Fabio Vieira has become Arsenal’s first major signing of the summer after his €35m arrival from FC Porto.

His arrival will provide much-needed depth and competition in creative midfield – an area severely lacking in numbers last season. Only Norwich gained fewer points from losing positions, as Mikel Arteta had virtually no other options that could come off the bench with the ability to find a killer pass or score a goal to change the outcome of a game.

Vieira made his first competitive appearance for Porto in 2020, and was named Euros U21s player of the tournament last summer. However, it was this past season the youngster truly made his breakthrough – providing 6 goals and 14 assists in just 15 starts in the Primeira Liga (27 appearances in total). He spent the majority of those minutes playing as an attacking midfielder. However, the playmaker also regularly slotted in as a second striker and spent time out wide, and deeper in central midfield.

Positions aside, his pass-reception heat map below depicts a player given licence to roam, who looks for the ball in the second phase of play but who excels in picking it up in and around the penalty area. While the left-footer tends to occupy the right half-space, he’s equally adept across the pitch and will offer the versatility Arteta craves.

In the centre of the field, Vieira frequently moves into gaps between the opposition’s midfield and defence to make himself available. This, combined with the way he uses the ball and the types of passes he makes, makes him an exciting addition. His passing range (as shown by the pass radar, bottom right) is diverse, indicating a preference for longer, more difficult passes.

In possession, the new recruit has the tools to not only recycle the ball well (83% of his 16.1 passes per 90 played last season found a teammate), but also to advance his team up the pitch (6.8 of those passes per 90 were deep progressions – illustrated in the top right).

His creative tendencies are further displayed in the Expected Threat visual below – a metric that shows how much players’ actions in possession increase their chances of scoring. Vieira ranked 3rd in the Primeira Liga amongst all midfielders with 700+ minutes, demonstrating his ability to play threatening passes and move his team closer to the opposition goal.

In terms of actual goal contributions per 90 minutes played, the Portuguese impressively ranked first across the Big Five leagues plus the Primeira Liga. While those numbers outperformed his underlying metrics, it comes as little surprise given he made 14 assists from just 34 chances created. That said, Vieira’s numbers are still promising and indicate an exciting acquisition with bags of potential to improve.

Vieira made around 2.1 key passes per game (Martin Odegaard led Arsenal last season with 2.3), averaged 1.9 per 90 open-play passes into the box (Odegaard led Arsenal with 1.9) and played an impressive 0.8 through balls per 90 (Odegaard led Arsenal with 0.3).

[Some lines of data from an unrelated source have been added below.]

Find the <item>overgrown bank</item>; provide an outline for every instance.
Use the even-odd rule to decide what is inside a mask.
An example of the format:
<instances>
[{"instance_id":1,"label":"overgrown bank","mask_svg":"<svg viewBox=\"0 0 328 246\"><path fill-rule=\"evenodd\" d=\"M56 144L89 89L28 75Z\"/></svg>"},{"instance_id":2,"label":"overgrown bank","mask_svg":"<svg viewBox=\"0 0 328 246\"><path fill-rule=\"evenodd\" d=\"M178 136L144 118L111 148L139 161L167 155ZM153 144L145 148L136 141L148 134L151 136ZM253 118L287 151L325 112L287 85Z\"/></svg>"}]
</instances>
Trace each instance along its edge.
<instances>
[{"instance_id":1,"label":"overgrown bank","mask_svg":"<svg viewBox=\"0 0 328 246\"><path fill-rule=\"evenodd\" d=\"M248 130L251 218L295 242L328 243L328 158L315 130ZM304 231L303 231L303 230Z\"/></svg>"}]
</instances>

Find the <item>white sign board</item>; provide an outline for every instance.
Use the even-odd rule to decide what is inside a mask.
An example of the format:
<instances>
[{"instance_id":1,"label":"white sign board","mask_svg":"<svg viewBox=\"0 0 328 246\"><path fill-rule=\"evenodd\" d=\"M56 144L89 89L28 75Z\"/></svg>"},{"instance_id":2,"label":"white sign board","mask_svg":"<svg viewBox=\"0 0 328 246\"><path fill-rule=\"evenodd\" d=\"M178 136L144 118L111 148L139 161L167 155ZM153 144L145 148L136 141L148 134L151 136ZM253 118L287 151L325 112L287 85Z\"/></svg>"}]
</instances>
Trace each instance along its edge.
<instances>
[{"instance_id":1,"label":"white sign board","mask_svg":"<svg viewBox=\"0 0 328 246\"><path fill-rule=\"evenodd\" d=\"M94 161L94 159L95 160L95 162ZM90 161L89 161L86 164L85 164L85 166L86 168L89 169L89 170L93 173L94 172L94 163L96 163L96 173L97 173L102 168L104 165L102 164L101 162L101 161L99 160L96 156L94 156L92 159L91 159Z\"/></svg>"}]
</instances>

He looks proficient in front of goal, especially from mid to long range. Vieira isn’t blessed with natural power but demonstrates excellent shot placement. This ability enabled him to score six goals from 3.69 xG, firing off 2.8 shots per 90.

Adding a profile who excels in these qualities will reduce the over-reliance on Odegaard and Bukayo Saka, while also providing genuine competition who will challenge for the first team straight away.

The best teams don’t have backups; instead, they rotate players. Acquiring quality footballers who push for minutes rather than being a last resort will address the problem of throwing players into high-pressure games who haven’t played in months at the business end of the season.

To summarise, Arsenal are bringing in an advanced playmaker who enjoys not only having the ball, but also creating and finishing chances. He’s technically gifted and boasts a strong, weaker foot that aids his versatility.

Having just turned 22-years-old, Vieira’s age profile perfectly matches the recruitment policy and while player development isn’t always linear, you’d expect the youngster to grow under the tutelage of Arteta.

If Arsenal are to improve on last season’s 5th place finish, the club needs to add footballers with the ability and potential to bridge the gap between the first-choice players and their backups, and Fabio Vieira fits the bill.